Guest column: Riverkeeper explains opposition to current dredging plans, The Florida Times-Union 9.3.15
St. Johns Riverkeeper has worked with the U.S. Army Corps of Engineers for more than three years in an effort to protect the St. Johns River and ensure the community has the information necessary to make a fully informed decision about the proposal to deepen the river channel from 40 to 47 feet.
By removing 18 million cubic yards of rock and sediment to make the river nearly 18 percent deeper, we know salt water will move farther upstream.
It has occurred with previous dredging projects and will happen again this time. This increase in salinity will likely damage or destroy hundreds of acres of wetlands, submerged grasses and trees in parts of the river and its tributaries, such as Julington Creek and the Ortega River. Critical habitat for fisheries and pollution filters for the river will be lost.
When the Corps of Engineers released the draft of the Environmental Impact Statement in June 2013, the study of the proposed dredging lacked critical analysis and data that were essential to the decision-making process.

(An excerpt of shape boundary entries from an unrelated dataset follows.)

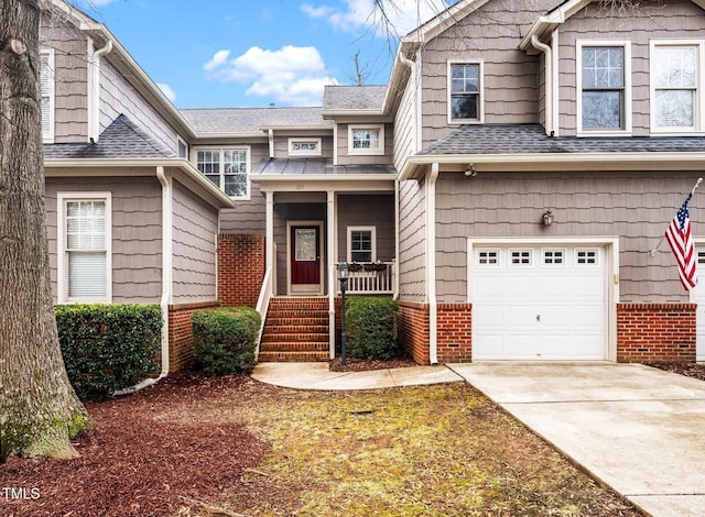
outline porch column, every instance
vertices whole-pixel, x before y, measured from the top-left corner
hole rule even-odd
[[[267,211],[264,216],[264,272],[271,275],[273,294],[276,294],[276,272],[274,271],[274,193],[265,193]]]
[[[336,263],[336,210],[335,210],[335,191],[327,190],[326,191],[326,232],[327,232],[327,250],[326,250],[326,262],[328,264],[328,349],[330,352],[330,359],[335,359],[335,294],[338,290],[338,286],[336,285],[337,276],[335,272],[335,263]]]

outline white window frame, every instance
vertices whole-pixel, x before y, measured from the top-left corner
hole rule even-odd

In addition, the proposed mitigation plan to offset the anticipated damage to the river was woefully inadequate. As a result, we assembled a team of highly qualified experts to help us independently review the analysis and reports that were being conducted.
After careful evaluation of the impact statement and proposed plan by our experts and staff, we concluded the impacts to the river are being significantly underestimated, proposed mitigation would do nothing to offset damage, the projected economic benefits have been dramatically overstated and relevant information and facts have been excluded from analysis and/or public debate.
In July 2013, an independent expert peer review commissioned by the Corps of Engineers raised serious questions about some of the modeling results and conclusions of the impact statement, validating our concerns about the thoroughness and accuracy of the Army Corps’ evaluation.
For instance, the peer review determined that “the analysis and presentation of salinity results … provide an incomplete understanding of the impacts of channel enlargement.”
The independent expert panel also took issue with the economic analysis that was conducted, concluding regional benefits are overemphasized and “federal interest has not been demonstrated … because a multi-port analysis assessing competition among regional ports is not provided.”
Unfortunately, the Corps released its final impact statement in April 2014 without addressing many of the shortcomings of previous drafts. In addition, the Corps slashed the mitigation budget from $80 million to less than $3 million, putting our river at even greater risk.
We have gone to great lengths over the last three years to hold the Army Corps accountable, achieve meaningful mitigation for our river and collaborate with the Port Task Force, Chamber and others to seek a viable solution.
Our goal has never been to stop dredging. Our goal has always been to ensure a thorough evaluation of the project, a fully informed public dialogue and adequate protections for the St. Johns River.
The current plan for dredging doesn’t accomplish these objectives and instead exposes our river to untenable and unacceptable risk. We must look no further than Miami for evidence of the Corps’ propensity for mistakes, the potential for unintended consequences and why we need more mitigation.
The National Oceanic and Atmospheric Administrative recently said the dredging of Biscayne Bay has resulted in damage to the coral reefs that “greatly exceeds” the Corps’ projections by up to 10 times.
There is simply too much at stake to get this decision wrong. In accordance with our mission, we will continue to use all of the tools available to us to defend and protect our community’s greatest natural resource, the St. Johns River.